Ensuite, juste après le boulot, je m’y remets, la pâte est devenue civilisée, avec une belle élasticité et se pétrit benoîtement, sans même offrir la moindre petite patouille. Alors je ne la ménage pas, la forme, la troue et la remet au repos.
Ha, la recette…
La Pogne à Tata Féfile
- 500g de farine, de la normale rien de spécial
- 175g de sucre
- 100g de beurre, fondu le beurre
- 1/2 cube de levure de boulanger, fraîche
- 1/2 verre de lait tiède, pour diluer la levure
- 3 oeufs et encore un jaune
- de la fleur d’oranger, si on veut être puriste. La meilleur fleur d’oranger est la libanaise, c’est une merveille dans les cafés blancs, alors dans la pogne, c’est un délice. On peut aussi mettre de l’eau de rose ou un autre arôme léger et floral, à votre goût.
La procédure est simple.
La veille
- oeufs (les trois, pas le jaune) + beurre fondu + sucre + farine + lait (avec la levure diluée) et la fleur d’oranger
- pétrir au moins dix minutes le machin.
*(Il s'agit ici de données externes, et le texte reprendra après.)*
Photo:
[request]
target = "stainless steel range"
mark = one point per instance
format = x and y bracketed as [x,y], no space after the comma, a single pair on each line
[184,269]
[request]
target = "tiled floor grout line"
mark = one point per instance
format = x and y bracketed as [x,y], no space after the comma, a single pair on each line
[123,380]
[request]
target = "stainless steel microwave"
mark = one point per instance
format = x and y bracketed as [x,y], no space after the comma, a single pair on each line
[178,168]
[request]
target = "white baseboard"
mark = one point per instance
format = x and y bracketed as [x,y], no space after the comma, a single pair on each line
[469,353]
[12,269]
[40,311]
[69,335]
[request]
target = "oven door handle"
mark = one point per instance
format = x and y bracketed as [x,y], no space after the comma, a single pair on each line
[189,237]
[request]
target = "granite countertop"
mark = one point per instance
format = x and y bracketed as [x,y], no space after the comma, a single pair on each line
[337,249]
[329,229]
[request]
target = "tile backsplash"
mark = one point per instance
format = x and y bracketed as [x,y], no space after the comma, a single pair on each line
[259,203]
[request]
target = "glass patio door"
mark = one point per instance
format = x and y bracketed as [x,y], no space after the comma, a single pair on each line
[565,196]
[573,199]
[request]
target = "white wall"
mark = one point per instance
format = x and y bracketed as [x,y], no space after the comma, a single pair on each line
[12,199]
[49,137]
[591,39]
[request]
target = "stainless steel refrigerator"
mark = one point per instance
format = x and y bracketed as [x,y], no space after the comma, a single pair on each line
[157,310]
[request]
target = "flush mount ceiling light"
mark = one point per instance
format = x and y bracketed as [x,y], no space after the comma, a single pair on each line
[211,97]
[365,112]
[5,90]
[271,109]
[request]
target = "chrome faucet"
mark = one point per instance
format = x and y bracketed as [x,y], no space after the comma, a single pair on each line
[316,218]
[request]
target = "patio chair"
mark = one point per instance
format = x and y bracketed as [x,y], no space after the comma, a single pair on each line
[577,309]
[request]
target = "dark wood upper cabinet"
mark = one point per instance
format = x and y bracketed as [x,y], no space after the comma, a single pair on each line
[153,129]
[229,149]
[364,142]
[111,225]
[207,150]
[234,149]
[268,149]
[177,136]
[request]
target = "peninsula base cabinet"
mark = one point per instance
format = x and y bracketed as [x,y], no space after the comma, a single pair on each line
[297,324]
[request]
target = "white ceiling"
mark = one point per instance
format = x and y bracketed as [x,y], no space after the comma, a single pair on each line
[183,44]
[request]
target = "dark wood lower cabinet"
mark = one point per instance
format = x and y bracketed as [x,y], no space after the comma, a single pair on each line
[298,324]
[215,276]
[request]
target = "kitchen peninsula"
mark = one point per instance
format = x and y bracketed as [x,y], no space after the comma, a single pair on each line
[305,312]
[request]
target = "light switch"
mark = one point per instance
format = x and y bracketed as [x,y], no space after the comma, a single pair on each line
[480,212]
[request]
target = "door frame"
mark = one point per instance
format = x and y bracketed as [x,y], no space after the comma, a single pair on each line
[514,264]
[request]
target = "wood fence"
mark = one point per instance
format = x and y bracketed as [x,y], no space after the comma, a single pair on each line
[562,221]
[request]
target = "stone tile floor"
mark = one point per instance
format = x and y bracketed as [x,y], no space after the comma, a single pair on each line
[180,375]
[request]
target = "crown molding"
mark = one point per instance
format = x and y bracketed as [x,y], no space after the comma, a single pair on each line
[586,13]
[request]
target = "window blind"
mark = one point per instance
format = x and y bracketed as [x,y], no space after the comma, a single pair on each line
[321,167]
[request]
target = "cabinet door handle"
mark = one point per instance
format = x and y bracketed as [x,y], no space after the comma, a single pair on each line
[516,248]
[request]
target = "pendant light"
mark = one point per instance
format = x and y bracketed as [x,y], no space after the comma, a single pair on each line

Attention, je ne sais si je vous l’ai dit, mais ça colle.
- laisser monter à température ambiante au moins toute la nuit
Le jour même
- Reprendre la pâte, la fustiger du regard et la pétrir en prenant soin d’aérer largement le tintouin.
- Former, c’est à dire faire un trou en gardant la texture et l’aspect lisse. Les plus peureux se contenterons de faire un gros boudin qu’il recolleront aux extrémités.
- Laisser gonfler 2h de plus
- Badigeonner au jaune d’œuf, celui qu’on avait pris la veille et qui en fait ne servait à rien.
- Au four déjà chaud pour une trentaine de minutes à 180°, thermostat 6, oui, 6×3=18. Ne pas oublier dans le four un récipient d’eau histoire que la croûte soit belle et craquante.
Ça se déguste pas trop chaud, tiède c’est bon, mais froid aussi. Si elle est vraiment bonne, elle supporte très bien de rassir un peu et d’être grillée le matin. Avec de la confiture de groseilles.